Cretinetti che bello! / Too Beautiful (IT 1909) starring André Deed as Cretinetti. Please do click on the images to enlarge them. |
(Troppo bello! / Cretinetti e le donne) (IT 1909) dir: ?. cast: André Deed (Cretinetti). prod: Itala Film. censor date: ??. copy: 35 mm, 84 m (orig. l: 97 m), 4'05'' (18 fps); titles: ITA. source: Museo Nazionale del Cinema, Torino.
Grand piano: Gabriel Thibaudeau.
Teatro Verdi, Pordenone, Le Giornate del Cinema Muto (GCM): Slapstick Prog. 2 Clowns and Cretins, 9 Oct 2023
Ulrich Rüdel (GCM 2023): “ The engrossing rhythm, simple narrative, perfect visual tricks, and non-stop humor-filled adventure make Cretinetti che bello! one of the best examples of André Deed’s productions,” the Museo Nazionale del Cinema enthused upon preserving their print of this Italian André Deed film. It is hard not to concur. Successful in terms of its comedy construction, but also felicitous in terms of the fate in this instance of Deed’s Cretinetti character, perhaps indeed the most cretin-esque of all silent comics. After some early work with Méliès, he commenced his series of “Boireau” comedies at Pathé in 1906; the 1908 start of a series for Itala Film in Turin necessitated the change to his “Cretinetti” moniker as seen here due to the studio’s owning the comic character. Distributed in France in turn, “Cretinetti” became “Gribouille,” and eventually, when Deed returned to Pathé in 1911 so did his first character name. "
" This jungle of comic characters and comic nicknames (there was even a French “Patachon” pre-dating the Danish one, and with a legal chain of ownership, it seems), reflects or anticipates, albeit likely coincidentally, many themes, traditions, and production histories of early comedy: An Itala production starring a French comic, it exemplifies the comically fruitful exchange between those two national cinemas in the years around 1910. Outside Italy, Deed was marketed as “Foolshead,” “Boireau,” and so forth, ultimately inspiring American slapstick through the emergence of Keystone comedies: Cretinetti che bello! was released in both the UK and the USA in the autumn of 1909 as Too Beautiful. As if to pay tribute to comic cinema’s music-hall roots, Deed sports long Little Tich-like shoes; his humongous top hat characterizes him as the very dandy type that Max Linder at the same time would develop into a far more personable (and less grotesquely named) star image. "

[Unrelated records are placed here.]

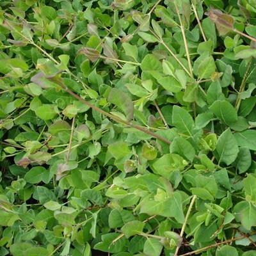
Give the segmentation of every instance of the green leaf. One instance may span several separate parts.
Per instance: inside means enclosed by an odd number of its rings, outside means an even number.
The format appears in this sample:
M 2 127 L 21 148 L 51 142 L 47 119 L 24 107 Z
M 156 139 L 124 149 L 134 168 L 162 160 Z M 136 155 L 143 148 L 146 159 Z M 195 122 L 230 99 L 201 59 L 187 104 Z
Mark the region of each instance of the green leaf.
M 255 188 L 256 176 L 254 174 L 249 173 L 243 180 L 244 185 L 244 191 L 246 198 L 249 201 L 256 202 L 256 188 Z
M 228 179 L 228 175 L 225 168 L 215 171 L 213 173 L 213 176 L 216 182 L 223 186 L 228 190 L 231 190 L 231 186 Z
M 74 135 L 77 138 L 78 141 L 81 143 L 83 138 L 89 138 L 91 133 L 88 127 L 86 124 L 81 124 L 76 129 Z
M 44 206 L 51 211 L 58 210 L 61 207 L 58 202 L 52 200 L 47 202 L 44 204 Z
M 93 249 L 99 250 L 102 252 L 116 253 L 122 252 L 124 246 L 127 243 L 127 238 L 125 237 L 116 239 L 114 243 L 113 241 L 120 236 L 118 233 L 109 233 L 102 235 L 102 242 L 97 243 Z
M 48 201 L 55 201 L 56 200 L 54 193 L 45 187 L 38 186 L 36 191 L 38 196 L 39 202 L 42 204 L 44 204 Z
M 116 159 L 122 158 L 130 154 L 128 145 L 125 142 L 117 141 L 108 147 L 108 152 Z
M 256 207 L 250 202 L 242 201 L 235 205 L 233 213 L 248 230 L 256 226 Z
M 172 123 L 180 132 L 192 136 L 194 121 L 189 113 L 182 108 L 174 106 Z
M 153 35 L 149 34 L 146 32 L 138 32 L 138 35 L 145 41 L 148 42 L 148 43 L 156 43 L 158 42 L 158 39 Z
M 236 160 L 239 152 L 238 145 L 229 128 L 218 138 L 216 150 L 218 154 L 219 163 L 225 163 L 228 165 Z
M 128 56 L 132 58 L 135 61 L 138 58 L 138 48 L 136 45 L 132 45 L 128 43 L 123 43 L 122 44 L 124 47 L 125 54 Z
M 209 108 L 209 109 L 226 124 L 237 121 L 237 113 L 230 103 L 226 100 L 216 100 Z
M 180 83 L 173 76 L 166 76 L 157 79 L 158 83 L 167 91 L 179 92 L 182 89 Z
M 209 78 L 212 74 L 215 72 L 216 66 L 214 60 L 212 56 L 204 59 L 198 67 L 198 77 L 200 79 Z
M 100 192 L 94 189 L 84 189 L 81 193 L 81 196 L 90 200 L 97 205 L 103 205 L 103 198 Z
M 108 97 L 108 100 L 116 105 L 126 115 L 127 120 L 130 122 L 133 118 L 134 106 L 131 99 L 124 92 L 116 88 L 113 88 Z
M 159 256 L 163 244 L 157 238 L 147 237 L 144 244 L 143 253 L 148 256 Z
M 108 216 L 109 227 L 116 228 L 122 227 L 124 224 L 134 220 L 133 214 L 127 210 L 112 210 Z
M 147 160 L 154 160 L 157 156 L 157 152 L 154 147 L 145 144 L 142 147 L 141 155 Z
M 26 173 L 24 180 L 31 184 L 39 183 L 42 180 L 44 175 L 47 172 L 49 171 L 42 166 L 33 167 Z
M 256 49 L 246 49 L 240 51 L 236 54 L 236 58 L 239 59 L 247 59 L 248 58 L 256 58 Z
M 122 227 L 121 231 L 127 238 L 129 238 L 130 236 L 142 233 L 144 226 L 145 223 L 143 222 L 138 220 L 134 220 L 124 225 Z
M 163 70 L 161 62 L 152 54 L 146 55 L 141 61 L 140 68 L 143 71 L 159 71 Z
M 48 131 L 52 134 L 55 135 L 59 132 L 67 132 L 70 131 L 71 126 L 66 121 L 57 121 L 51 125 Z
M 44 120 L 52 119 L 57 115 L 53 106 L 49 104 L 43 104 L 37 108 L 35 112 L 37 116 Z
M 241 147 L 239 149 L 237 157 L 232 165 L 238 169 L 240 174 L 246 172 L 249 169 L 252 164 L 252 156 L 247 147 Z
M 180 156 L 175 154 L 166 154 L 154 160 L 151 164 L 156 173 L 169 179 L 172 172 L 182 171 L 188 163 Z
M 193 162 L 195 156 L 195 149 L 190 143 L 180 137 L 174 138 L 170 146 L 170 152 L 178 154 L 190 162 Z
M 239 147 L 247 147 L 251 150 L 256 150 L 256 131 L 246 130 L 236 132 L 234 136 Z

" Here, however, apparently dandy Deed is just “too handsome” (thus the title) to any woman whose path he crosses. His predatory suitors, in a plot distinctly foreshadowing Keaton’s underrated Seven Chances and its concluding chase, consist partly of men in drag, whose collective amour fou results in a thorough and literal dismemberment of the comic. Luckily, this is followed by the type of miraculous re-assembly only a student of Méliès would think of, reminding us who started it all – and all this in a mere five minutes of comic mayhem. " Ulrich Rüdel
AA: Revisited a Cretinetti comedy that I have seen before for instance in GCM Sacile 2002 in the Avanguardia italiana 3 programme.
It is a perfect and crazy chase film as Ulrich Rüdel states above. The Little Tich shoes also anticipate Leningrad Cowboys. The combination of the over-the-top hat and ultra-long shoes shares something with the psychology of Chaplin's The Tramp gear: the "ill fitting" concept interpreted in quite a different fashion.
Georges Méliès and R. W. Paul were among the inventors of the apocalyptic film comedy where the world perishes utterly. André Deed was a master successor to the trend that seems to have disappeared after Jerry Lewis and Blake Edwards (The Great Race ending with the collapse of the Eiffel Tower).
The concept of a massive chase by women of the desperate male was refined and elevated by Buster Keaton in Seven Chances, as Ulrich states above. Before Cretinetti, the concept had been also been cultivated at Biograph in a movie called Personal (US 1904, D: Wallace McCutcheon), remade at Edison as How a French Nobleman Got a Wife Through the New York Herald Personal Column (US 1904, D: Edwin S. Porter) and at Lubin as Meet Me at the Fountain (US 1904). (GCM 2008: Brighton 30 Years After).
As Ulrich Rüdel observes, Cretinetti started his film career with Méliès in 1901 and was obviously inspired by him in the disjecta membra finale. It is an original and shocking touch to have the "too beautiful" man literally quartered by lovestruck women. Retrospectively, the conclusion seems like an allegory of star worship.